When she had Aidan, she found it "impossible" to get someone to look after him. "It was all new to me. There was a lady with a creche and she closed down and started minding him from her home. But then she sold up and moved.
"It left me in an awful position - who do you get to look after your baby? I didn't know anyone in town, and with people minding babies in their own homes you don't know what their training is or what happens when you close the door. It's really difficult." In addition, parents were forced to take time off work if a child was sick. She now has a "great lady" looking after Aidan.
Margaret became involved in the committee which originally worked on the childcare project to examine options for professional facilities in Mountmellick.
Transporting children to and from childminders every day is another issue which will, it's hoped, be resolved by the presence of a new professional facility within a stone's throw of both the hospital and the MDA centre.

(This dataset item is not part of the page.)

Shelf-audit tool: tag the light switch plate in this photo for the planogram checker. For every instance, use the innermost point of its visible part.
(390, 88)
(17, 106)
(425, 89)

"It's been a long haul with childminders," Margaret Larkin says. While she doesn't know what the cost of the childcare will be, she expects it will be somewhat less than in Dublin.
Ms Kate Brickley, regional hospital co-ordinator with the Midland Health Board, said health board staff lent their expertise to the project but that the partnership of the MDA was vital.
The building will also provide a training facility to bring more professional childcare workers on stream.
This aspect of the project may generate some revenue to help finance the childcare itself. Places will be allocated to staff in the hospital and to local people who are working or who want to pursue training or education.